Глава 18
Восприятие и реальность
Год Возрожденного Народа Дворфов (1488-й по летоисчислению Долин)
— Ты рехнулся? — таков был ответ Киммуриэля на последнюю, совершенно нелепую просьбу лидера наемников.
Джарлакс открыл рот, чтобы ответить, но Киммуриэль поднял руку, приказывая ему помолчать, и покачал головой.
— Не трудись шевелить языком, — бросил псионик. — Я заранее знаю, что ты скажешь.
— Ты действительно больно ранишь меня, друг мой.
— Я тебе всего лишь наношу рану, а ты собираешься сделать так, что меня наверняка убьют, — возразил Киммуриэль.
— Громф тебя ни за что не убьет, — заверил его Джарлакс. — После того как он ощутил могущество улья иллитидов, которое прошло сквозь его сознание во время поединка с Демогоргоном, он еще сильнее дорожит тобой. Он скорее воспользуется по отношению к тебе любовными чарами, нежели забросает шаровыми молниями.
— Я уже предвкушаю это удовольствие, — сухо ответил Киммуриэль.
— Он предоставит тебе комнаты в Главной башне тайного знания.
— И я буду жить в окружении скучных, бестолковых, ограниченных магов?
Джарлакс бессильно вздохнул, признавая свое поражение.

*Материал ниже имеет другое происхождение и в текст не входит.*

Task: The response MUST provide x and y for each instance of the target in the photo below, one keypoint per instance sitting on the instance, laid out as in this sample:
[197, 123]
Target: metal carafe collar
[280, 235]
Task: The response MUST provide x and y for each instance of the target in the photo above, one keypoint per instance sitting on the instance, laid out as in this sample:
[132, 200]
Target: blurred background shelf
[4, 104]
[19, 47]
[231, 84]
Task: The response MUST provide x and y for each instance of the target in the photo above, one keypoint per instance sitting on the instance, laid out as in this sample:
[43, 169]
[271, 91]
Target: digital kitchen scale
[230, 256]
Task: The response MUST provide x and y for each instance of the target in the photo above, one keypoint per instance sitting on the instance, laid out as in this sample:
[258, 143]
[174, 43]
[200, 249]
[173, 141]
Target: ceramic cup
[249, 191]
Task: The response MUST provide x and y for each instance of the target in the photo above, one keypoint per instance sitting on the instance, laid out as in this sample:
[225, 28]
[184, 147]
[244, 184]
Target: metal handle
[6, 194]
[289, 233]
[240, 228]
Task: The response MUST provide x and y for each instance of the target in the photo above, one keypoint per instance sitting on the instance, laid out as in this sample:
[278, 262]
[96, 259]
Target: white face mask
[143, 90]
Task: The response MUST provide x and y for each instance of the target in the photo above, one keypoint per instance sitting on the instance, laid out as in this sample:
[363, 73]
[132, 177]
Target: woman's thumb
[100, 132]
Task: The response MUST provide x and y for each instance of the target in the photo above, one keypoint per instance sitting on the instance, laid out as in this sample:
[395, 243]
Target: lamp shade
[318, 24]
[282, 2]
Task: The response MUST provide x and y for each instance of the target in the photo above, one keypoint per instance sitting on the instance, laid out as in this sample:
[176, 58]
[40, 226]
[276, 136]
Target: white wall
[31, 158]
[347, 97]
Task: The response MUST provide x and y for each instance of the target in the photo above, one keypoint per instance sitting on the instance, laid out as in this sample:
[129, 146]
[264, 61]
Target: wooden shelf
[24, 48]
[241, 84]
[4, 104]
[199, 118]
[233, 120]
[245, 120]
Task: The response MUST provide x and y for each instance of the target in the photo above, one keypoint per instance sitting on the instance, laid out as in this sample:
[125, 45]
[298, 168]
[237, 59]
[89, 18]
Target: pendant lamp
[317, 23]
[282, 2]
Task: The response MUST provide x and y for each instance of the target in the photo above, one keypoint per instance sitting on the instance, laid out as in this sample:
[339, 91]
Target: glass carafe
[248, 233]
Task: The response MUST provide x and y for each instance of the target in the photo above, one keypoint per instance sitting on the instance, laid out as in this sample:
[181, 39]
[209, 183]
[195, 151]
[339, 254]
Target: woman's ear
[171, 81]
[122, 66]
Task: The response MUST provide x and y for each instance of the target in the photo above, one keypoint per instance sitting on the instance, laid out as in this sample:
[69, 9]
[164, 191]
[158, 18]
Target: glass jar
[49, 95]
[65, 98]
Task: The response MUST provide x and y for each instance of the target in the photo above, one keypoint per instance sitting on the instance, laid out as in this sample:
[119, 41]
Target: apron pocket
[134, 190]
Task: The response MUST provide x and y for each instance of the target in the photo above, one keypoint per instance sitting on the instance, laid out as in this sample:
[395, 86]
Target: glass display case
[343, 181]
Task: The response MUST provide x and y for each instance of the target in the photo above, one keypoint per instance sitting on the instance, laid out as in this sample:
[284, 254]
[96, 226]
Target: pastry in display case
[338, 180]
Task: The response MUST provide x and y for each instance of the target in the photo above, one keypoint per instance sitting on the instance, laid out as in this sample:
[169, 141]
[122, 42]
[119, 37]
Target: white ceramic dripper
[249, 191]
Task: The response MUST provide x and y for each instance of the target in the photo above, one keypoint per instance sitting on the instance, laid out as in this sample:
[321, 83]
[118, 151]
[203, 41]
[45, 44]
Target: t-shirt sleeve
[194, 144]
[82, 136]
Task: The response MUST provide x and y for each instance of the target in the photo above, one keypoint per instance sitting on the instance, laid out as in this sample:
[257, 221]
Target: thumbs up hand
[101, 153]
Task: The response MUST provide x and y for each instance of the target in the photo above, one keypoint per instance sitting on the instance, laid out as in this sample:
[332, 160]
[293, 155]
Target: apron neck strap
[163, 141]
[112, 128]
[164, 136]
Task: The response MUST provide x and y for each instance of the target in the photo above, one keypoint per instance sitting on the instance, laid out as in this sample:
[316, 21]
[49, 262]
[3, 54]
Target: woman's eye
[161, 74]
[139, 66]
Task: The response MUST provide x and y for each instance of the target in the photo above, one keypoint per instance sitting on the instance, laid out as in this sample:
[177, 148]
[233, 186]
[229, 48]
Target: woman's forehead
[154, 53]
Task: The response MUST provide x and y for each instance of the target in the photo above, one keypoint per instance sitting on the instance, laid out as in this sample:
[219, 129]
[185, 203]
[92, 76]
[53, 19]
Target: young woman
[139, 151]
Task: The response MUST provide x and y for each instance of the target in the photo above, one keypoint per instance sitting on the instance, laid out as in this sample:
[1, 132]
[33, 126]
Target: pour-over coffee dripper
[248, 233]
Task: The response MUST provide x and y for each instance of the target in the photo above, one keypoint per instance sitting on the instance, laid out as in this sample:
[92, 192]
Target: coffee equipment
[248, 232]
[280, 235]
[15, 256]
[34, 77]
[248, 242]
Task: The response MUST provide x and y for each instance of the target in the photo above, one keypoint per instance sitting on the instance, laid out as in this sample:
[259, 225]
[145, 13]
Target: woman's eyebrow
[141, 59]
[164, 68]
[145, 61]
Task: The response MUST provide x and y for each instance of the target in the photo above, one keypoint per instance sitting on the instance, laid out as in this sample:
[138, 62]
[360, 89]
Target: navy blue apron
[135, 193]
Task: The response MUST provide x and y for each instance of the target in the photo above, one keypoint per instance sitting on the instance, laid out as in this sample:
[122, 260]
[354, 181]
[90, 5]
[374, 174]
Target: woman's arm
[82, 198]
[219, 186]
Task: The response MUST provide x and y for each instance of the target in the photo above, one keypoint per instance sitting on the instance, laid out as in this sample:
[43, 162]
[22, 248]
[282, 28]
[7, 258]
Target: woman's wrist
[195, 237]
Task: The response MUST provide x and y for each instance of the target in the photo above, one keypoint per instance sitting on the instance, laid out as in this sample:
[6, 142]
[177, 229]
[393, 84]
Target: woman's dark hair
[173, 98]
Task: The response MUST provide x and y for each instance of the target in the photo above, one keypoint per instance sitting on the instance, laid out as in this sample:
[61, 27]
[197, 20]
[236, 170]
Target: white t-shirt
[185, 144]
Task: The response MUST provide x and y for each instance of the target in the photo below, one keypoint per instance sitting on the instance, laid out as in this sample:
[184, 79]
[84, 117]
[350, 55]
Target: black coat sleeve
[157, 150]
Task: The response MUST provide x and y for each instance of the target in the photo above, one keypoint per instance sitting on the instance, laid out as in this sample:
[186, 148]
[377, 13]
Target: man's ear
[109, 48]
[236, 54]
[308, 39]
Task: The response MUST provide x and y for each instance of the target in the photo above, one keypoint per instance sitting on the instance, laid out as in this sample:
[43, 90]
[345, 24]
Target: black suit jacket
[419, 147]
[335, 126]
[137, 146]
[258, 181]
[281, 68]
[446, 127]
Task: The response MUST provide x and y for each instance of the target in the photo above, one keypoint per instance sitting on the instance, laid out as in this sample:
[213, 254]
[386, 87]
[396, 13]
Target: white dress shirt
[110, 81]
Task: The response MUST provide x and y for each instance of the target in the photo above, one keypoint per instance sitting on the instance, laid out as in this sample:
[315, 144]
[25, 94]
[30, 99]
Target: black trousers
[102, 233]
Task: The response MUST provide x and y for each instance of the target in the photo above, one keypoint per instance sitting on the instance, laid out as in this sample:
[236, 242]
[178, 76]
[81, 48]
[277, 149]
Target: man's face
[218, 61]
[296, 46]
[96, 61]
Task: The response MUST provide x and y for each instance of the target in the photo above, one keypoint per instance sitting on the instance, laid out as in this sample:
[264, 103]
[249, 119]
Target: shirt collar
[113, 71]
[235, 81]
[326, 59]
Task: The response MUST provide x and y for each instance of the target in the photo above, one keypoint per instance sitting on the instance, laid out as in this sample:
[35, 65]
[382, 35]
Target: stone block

— В любом случае, мое замечание относилось не к Громфу, — продолжал Киммуриэль. — Есть еще один участник в этой игре, в которую ты просишь меня сейчас вступить; этот участник — существо гораздо более опасное, нежели бывший архимаг, и оно ничего не выиграет, если оставит меня в живых.
— Возможно, но положение критическое, иначе я бы не стал обращаться к тебе с такой просьбой. Ивоннель — не просто жрица, она гораздо могущественнее, чем нам кажется, и она замешана в последних событиях гораздо глубже, чем мы думаем. Мои инстинкты просто вопят об этом, а долгий опыт научил меня прислушиваться к ним.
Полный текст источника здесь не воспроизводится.